Collection: Mona Grønstad

Mona Grønstad (1958) was born in Åmot municipality, and lives in Ski. Grønstad has worked with the watercolor technique for several years. She works layer by layer and lets the colors work on each other in the sheet. She has had a number of exhibitions in Norway and received several awards.

I use watercolor as a technique - it has a lot to offer. I think it has qualities that few people know about and can use. It is in the borderland between the strictly controlled and the soft dissolved. I find the technique interesting.

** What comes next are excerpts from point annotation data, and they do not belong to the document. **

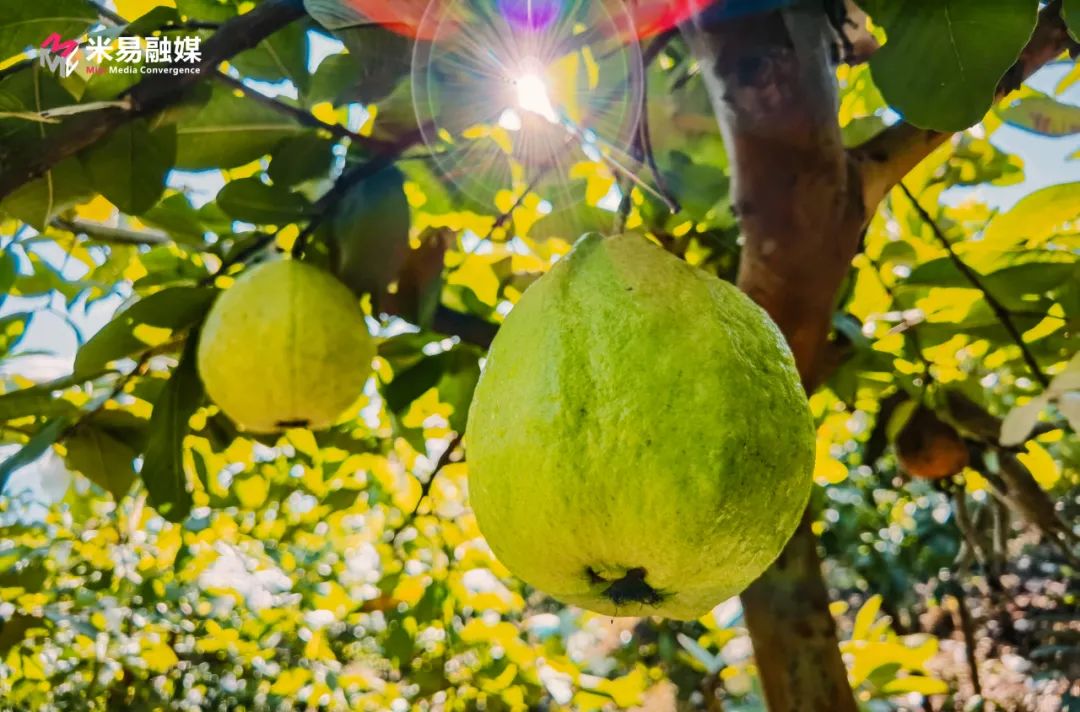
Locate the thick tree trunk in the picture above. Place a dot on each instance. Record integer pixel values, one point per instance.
(800, 209)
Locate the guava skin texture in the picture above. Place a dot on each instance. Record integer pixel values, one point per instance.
(285, 347)
(638, 442)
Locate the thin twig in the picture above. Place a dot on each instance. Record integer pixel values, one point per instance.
(427, 485)
(18, 66)
(107, 14)
(189, 25)
(999, 310)
(968, 628)
(111, 234)
(645, 135)
(302, 117)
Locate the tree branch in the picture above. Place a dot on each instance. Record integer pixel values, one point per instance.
(799, 206)
(111, 234)
(888, 157)
(299, 115)
(34, 159)
(999, 310)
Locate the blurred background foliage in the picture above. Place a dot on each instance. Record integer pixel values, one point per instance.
(343, 569)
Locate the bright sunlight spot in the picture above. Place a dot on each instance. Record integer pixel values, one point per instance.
(532, 96)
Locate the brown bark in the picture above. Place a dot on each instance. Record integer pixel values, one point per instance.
(802, 202)
(801, 213)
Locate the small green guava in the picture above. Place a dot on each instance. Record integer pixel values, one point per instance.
(286, 346)
(638, 442)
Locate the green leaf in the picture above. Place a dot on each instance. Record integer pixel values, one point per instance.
(177, 216)
(918, 684)
(253, 201)
(369, 232)
(163, 471)
(942, 63)
(34, 448)
(281, 56)
(37, 202)
(228, 132)
(334, 14)
(379, 59)
(302, 158)
(102, 458)
(1036, 218)
(27, 24)
(1043, 116)
(865, 617)
(34, 401)
(148, 322)
(12, 330)
(131, 165)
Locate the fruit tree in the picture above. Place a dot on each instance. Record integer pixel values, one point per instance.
(584, 354)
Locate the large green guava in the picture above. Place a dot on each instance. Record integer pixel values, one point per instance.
(286, 346)
(638, 442)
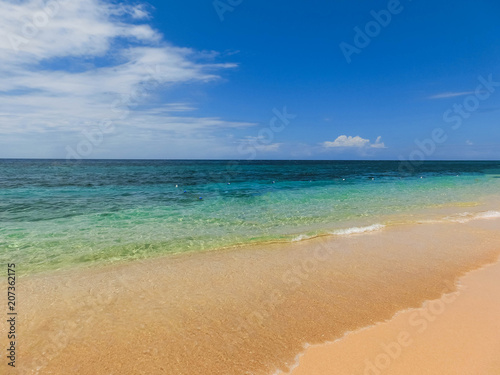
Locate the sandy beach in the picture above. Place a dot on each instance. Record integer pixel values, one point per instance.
(459, 333)
(252, 310)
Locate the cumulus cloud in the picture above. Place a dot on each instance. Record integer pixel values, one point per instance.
(67, 65)
(344, 141)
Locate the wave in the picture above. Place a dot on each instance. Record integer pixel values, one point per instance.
(358, 230)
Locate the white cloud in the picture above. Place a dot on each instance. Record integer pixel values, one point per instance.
(345, 141)
(66, 65)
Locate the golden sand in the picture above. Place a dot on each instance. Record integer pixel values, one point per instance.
(458, 333)
(240, 311)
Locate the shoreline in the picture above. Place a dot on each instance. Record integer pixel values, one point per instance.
(217, 308)
(449, 214)
(322, 359)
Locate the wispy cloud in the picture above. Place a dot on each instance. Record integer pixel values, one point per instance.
(344, 141)
(94, 60)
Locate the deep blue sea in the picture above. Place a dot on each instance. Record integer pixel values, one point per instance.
(56, 214)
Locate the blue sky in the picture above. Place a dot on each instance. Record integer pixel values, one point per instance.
(205, 79)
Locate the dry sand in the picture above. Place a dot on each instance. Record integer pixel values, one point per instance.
(456, 334)
(251, 310)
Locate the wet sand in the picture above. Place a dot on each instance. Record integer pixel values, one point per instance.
(458, 333)
(238, 311)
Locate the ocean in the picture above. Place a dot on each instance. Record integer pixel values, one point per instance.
(58, 214)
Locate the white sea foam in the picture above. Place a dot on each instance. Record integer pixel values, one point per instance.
(301, 237)
(358, 230)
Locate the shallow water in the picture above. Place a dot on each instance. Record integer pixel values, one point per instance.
(55, 214)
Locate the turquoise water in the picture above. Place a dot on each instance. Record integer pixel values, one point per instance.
(55, 214)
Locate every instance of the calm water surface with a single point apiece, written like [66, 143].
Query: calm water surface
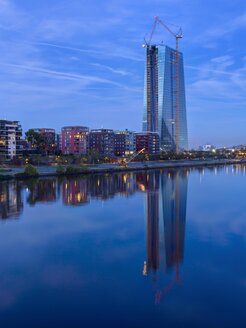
[155, 249]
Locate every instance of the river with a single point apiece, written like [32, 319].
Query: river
[138, 249]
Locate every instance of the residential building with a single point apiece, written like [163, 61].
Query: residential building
[102, 141]
[10, 136]
[149, 141]
[48, 139]
[160, 97]
[74, 140]
[124, 143]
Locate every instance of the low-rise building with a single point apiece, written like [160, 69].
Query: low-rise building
[102, 141]
[124, 143]
[74, 140]
[149, 141]
[10, 136]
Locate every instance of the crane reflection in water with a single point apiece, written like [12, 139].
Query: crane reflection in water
[165, 216]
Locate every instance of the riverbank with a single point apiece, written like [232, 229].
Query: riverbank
[46, 171]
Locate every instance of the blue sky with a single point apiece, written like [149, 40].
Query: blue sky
[67, 62]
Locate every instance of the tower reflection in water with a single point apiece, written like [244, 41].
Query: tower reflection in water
[165, 216]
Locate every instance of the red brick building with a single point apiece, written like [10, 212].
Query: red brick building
[74, 140]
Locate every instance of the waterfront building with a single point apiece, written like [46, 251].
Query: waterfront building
[124, 143]
[48, 138]
[11, 203]
[10, 136]
[149, 141]
[102, 141]
[160, 90]
[74, 140]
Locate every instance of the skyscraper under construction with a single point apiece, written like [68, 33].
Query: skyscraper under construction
[164, 95]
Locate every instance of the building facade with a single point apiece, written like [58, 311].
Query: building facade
[49, 139]
[102, 141]
[10, 136]
[149, 141]
[160, 99]
[74, 140]
[124, 143]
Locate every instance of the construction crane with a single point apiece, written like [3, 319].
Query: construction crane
[178, 35]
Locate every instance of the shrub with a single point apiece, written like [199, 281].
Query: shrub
[30, 170]
[72, 170]
[60, 170]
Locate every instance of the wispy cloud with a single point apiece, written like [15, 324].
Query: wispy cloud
[63, 75]
[113, 70]
[100, 53]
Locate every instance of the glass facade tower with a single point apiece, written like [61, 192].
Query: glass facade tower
[160, 97]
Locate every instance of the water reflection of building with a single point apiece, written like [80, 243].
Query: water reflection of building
[11, 203]
[41, 190]
[75, 191]
[165, 213]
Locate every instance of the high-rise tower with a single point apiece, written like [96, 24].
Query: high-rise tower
[164, 92]
[160, 97]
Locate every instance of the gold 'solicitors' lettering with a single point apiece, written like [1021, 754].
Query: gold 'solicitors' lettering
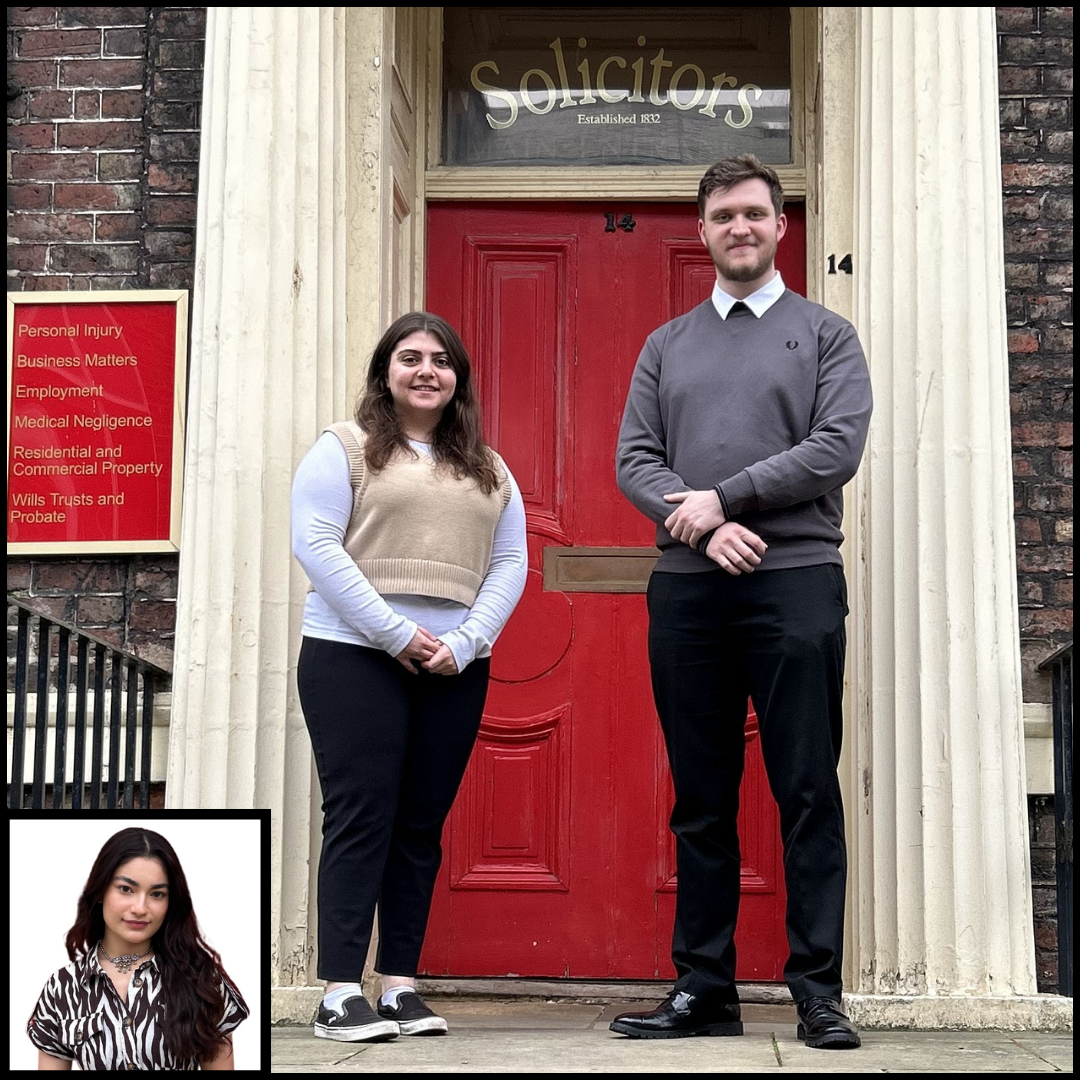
[538, 91]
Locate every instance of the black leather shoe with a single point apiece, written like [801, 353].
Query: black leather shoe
[824, 1027]
[682, 1014]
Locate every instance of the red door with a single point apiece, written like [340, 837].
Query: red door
[558, 861]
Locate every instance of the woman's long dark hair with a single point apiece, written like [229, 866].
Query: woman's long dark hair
[457, 441]
[190, 970]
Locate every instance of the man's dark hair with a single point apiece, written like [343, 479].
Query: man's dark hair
[731, 171]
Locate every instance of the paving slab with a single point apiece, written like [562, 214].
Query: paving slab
[545, 1037]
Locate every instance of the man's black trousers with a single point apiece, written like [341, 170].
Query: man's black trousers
[391, 748]
[778, 637]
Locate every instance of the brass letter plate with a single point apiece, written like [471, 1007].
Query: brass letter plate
[597, 569]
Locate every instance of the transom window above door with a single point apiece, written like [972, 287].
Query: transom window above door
[616, 85]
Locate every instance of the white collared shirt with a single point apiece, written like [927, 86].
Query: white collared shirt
[758, 302]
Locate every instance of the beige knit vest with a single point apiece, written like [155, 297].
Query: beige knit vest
[416, 528]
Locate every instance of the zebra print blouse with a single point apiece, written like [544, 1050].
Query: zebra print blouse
[81, 1016]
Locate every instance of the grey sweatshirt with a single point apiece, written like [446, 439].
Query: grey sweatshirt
[773, 409]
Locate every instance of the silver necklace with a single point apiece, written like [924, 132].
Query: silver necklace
[123, 963]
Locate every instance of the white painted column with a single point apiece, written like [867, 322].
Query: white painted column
[268, 372]
[941, 890]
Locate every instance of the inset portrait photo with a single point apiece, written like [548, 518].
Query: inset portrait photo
[135, 940]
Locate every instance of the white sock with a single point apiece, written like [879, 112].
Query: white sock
[335, 999]
[390, 998]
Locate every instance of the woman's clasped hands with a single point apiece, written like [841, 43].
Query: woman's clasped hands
[429, 652]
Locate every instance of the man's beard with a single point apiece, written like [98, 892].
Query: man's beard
[745, 271]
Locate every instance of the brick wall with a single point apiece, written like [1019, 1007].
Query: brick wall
[1035, 53]
[103, 133]
[1035, 46]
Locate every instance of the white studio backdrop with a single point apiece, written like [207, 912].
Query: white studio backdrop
[51, 858]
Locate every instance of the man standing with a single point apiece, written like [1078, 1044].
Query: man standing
[745, 418]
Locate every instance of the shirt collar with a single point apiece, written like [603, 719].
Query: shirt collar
[758, 302]
[91, 964]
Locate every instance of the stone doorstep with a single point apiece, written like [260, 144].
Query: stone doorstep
[1042, 1012]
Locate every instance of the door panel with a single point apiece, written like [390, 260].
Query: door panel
[558, 861]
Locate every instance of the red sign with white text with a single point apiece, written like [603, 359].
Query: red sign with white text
[93, 449]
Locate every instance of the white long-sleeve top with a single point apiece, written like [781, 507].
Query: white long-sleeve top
[345, 605]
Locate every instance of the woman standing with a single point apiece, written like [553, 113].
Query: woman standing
[412, 531]
[144, 990]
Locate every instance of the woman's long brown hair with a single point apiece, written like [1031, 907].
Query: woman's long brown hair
[190, 970]
[457, 441]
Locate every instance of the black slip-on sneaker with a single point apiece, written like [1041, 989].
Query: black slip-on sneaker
[354, 1021]
[413, 1016]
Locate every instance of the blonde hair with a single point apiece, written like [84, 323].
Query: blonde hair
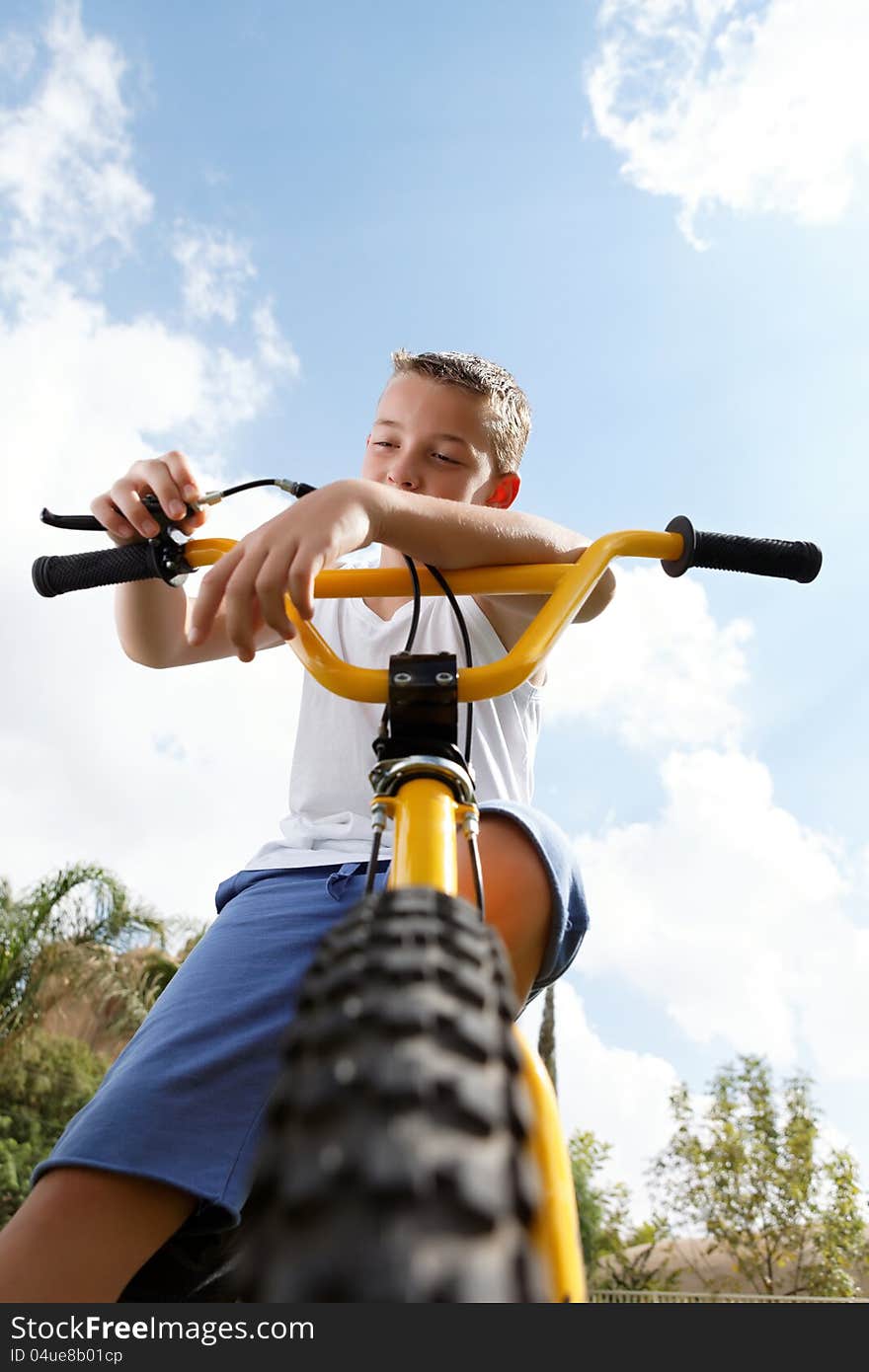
[509, 414]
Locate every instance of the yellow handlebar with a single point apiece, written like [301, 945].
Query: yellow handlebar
[569, 584]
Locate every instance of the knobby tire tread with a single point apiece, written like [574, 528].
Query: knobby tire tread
[394, 1164]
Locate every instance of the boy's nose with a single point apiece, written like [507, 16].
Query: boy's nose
[403, 477]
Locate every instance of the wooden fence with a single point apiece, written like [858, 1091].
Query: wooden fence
[728, 1298]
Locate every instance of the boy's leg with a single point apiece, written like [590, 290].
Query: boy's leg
[81, 1234]
[517, 894]
[533, 889]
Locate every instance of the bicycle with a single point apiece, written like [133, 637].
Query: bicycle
[414, 1149]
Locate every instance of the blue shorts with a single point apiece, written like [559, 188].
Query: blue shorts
[184, 1102]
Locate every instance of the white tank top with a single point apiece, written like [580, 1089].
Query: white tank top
[330, 794]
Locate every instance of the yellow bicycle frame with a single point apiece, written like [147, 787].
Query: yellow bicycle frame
[426, 812]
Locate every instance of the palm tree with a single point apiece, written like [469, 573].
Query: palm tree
[69, 933]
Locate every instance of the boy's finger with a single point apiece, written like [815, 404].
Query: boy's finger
[239, 600]
[271, 590]
[210, 595]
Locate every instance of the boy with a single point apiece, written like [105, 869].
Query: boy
[169, 1139]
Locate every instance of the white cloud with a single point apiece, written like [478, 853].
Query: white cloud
[622, 1097]
[215, 269]
[275, 351]
[171, 778]
[17, 55]
[655, 670]
[751, 105]
[729, 915]
[65, 158]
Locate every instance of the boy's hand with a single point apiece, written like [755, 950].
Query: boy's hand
[122, 513]
[283, 556]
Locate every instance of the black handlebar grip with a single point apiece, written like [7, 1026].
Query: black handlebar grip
[81, 571]
[736, 553]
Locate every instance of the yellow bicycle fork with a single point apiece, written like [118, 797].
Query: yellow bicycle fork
[426, 811]
[426, 816]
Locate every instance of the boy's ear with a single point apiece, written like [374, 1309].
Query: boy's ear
[506, 492]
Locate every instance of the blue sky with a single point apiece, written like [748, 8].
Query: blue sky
[669, 257]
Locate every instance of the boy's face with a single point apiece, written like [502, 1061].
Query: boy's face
[429, 438]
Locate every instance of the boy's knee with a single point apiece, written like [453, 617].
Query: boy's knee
[517, 894]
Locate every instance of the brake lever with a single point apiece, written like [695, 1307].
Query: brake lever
[91, 523]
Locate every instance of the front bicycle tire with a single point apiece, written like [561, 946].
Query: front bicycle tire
[396, 1164]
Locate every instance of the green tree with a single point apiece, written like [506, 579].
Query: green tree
[71, 925]
[44, 1080]
[751, 1178]
[618, 1256]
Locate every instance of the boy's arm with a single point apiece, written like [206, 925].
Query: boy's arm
[291, 549]
[153, 620]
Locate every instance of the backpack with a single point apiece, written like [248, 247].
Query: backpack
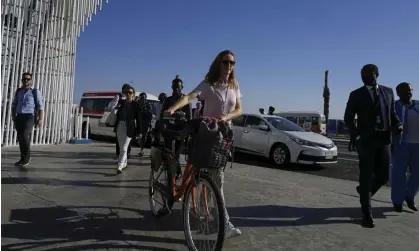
[213, 143]
[34, 94]
[35, 100]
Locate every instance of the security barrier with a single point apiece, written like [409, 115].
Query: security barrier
[40, 37]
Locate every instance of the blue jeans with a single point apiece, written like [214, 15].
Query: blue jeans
[406, 155]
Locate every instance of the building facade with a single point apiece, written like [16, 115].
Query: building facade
[40, 37]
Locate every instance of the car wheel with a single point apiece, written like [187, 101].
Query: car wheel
[280, 155]
[83, 132]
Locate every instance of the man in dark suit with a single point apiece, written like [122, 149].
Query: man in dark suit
[373, 105]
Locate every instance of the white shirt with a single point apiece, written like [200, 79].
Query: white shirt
[383, 111]
[159, 106]
[412, 135]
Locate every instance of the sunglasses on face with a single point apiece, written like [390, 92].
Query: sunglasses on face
[228, 62]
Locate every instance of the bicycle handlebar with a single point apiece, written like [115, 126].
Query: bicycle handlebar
[177, 116]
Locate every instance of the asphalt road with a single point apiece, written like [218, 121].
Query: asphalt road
[346, 168]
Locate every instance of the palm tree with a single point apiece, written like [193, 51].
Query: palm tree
[326, 97]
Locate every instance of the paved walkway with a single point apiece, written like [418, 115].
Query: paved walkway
[71, 199]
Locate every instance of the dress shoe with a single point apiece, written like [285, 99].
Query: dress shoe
[398, 208]
[368, 221]
[411, 205]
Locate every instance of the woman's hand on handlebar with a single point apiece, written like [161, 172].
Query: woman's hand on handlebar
[223, 117]
[169, 112]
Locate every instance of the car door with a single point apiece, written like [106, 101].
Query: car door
[254, 139]
[238, 127]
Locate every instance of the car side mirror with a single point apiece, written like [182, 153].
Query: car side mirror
[264, 127]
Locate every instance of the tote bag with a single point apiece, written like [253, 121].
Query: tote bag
[111, 118]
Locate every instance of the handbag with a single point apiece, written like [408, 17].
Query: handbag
[112, 118]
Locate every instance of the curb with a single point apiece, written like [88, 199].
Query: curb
[80, 141]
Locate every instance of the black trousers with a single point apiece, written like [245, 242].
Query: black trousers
[24, 124]
[117, 146]
[374, 167]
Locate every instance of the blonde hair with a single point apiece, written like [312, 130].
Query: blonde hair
[213, 74]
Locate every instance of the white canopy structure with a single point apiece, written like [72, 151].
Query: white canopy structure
[40, 37]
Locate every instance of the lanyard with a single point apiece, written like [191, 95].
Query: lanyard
[405, 111]
[223, 101]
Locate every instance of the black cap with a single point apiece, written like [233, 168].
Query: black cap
[370, 68]
[126, 86]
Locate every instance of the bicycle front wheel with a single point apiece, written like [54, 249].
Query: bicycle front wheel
[203, 206]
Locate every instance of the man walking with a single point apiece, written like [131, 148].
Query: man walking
[146, 115]
[177, 86]
[406, 151]
[27, 111]
[114, 103]
[374, 106]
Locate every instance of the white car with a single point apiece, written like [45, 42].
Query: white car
[281, 140]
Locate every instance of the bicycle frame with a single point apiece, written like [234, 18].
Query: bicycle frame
[188, 179]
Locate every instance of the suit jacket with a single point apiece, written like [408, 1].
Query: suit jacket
[133, 122]
[360, 103]
[401, 112]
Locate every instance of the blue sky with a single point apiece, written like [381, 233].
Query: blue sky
[282, 47]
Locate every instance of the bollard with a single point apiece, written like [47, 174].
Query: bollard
[87, 128]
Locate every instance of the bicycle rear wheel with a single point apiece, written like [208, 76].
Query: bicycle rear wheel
[157, 191]
[202, 200]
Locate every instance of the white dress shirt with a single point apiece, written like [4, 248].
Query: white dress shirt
[383, 105]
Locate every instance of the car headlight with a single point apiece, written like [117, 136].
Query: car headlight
[303, 142]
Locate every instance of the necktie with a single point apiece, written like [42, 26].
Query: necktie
[378, 113]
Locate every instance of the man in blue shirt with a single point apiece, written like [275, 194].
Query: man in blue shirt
[406, 151]
[114, 103]
[27, 111]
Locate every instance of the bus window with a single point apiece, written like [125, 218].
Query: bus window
[292, 119]
[94, 104]
[305, 119]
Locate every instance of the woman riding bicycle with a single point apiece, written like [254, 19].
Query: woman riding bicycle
[221, 93]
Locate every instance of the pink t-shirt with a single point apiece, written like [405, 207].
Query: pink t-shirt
[219, 100]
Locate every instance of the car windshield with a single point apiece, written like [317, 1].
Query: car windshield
[284, 124]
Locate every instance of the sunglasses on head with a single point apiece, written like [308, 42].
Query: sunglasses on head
[228, 62]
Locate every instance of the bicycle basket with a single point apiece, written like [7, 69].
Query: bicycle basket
[211, 147]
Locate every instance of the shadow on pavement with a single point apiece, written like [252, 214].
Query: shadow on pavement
[284, 216]
[62, 155]
[74, 224]
[81, 183]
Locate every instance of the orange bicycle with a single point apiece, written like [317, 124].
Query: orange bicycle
[200, 195]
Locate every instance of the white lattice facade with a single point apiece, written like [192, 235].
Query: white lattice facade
[40, 36]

The watercolor is a technical challenge, and the process is time-consuming. It is slightly reversible once the pigments are on the paper. Working with watercolor is like being a line dancer, here there is a short path between disaster and happiness.

I work with events described with a viewer's distance. I am a storyteller without words. A glimpse of something in passing, seemingly mundane things can be a starter. These often remain in the head as memory images, they are processed by time, amplified or erased, and then resurrected through the painterly process in the studio. The image arises in a kind of development process, from the light to the dark. It all stages a conflation of a fleeting reality and a hallucination. Free of brutal elements, but still with a sublime charge of an inexplicable uneasiness.

Mona Grønstad grew up with the forest, so it also feels right for her to be able to use it in her work. The land-art projects become an extension of the watercolours. Everything eventually comes together.
In recent years, together with her colleague Morten Gran, she has worked on establishing an art festival at her childhood home in Østerdalen.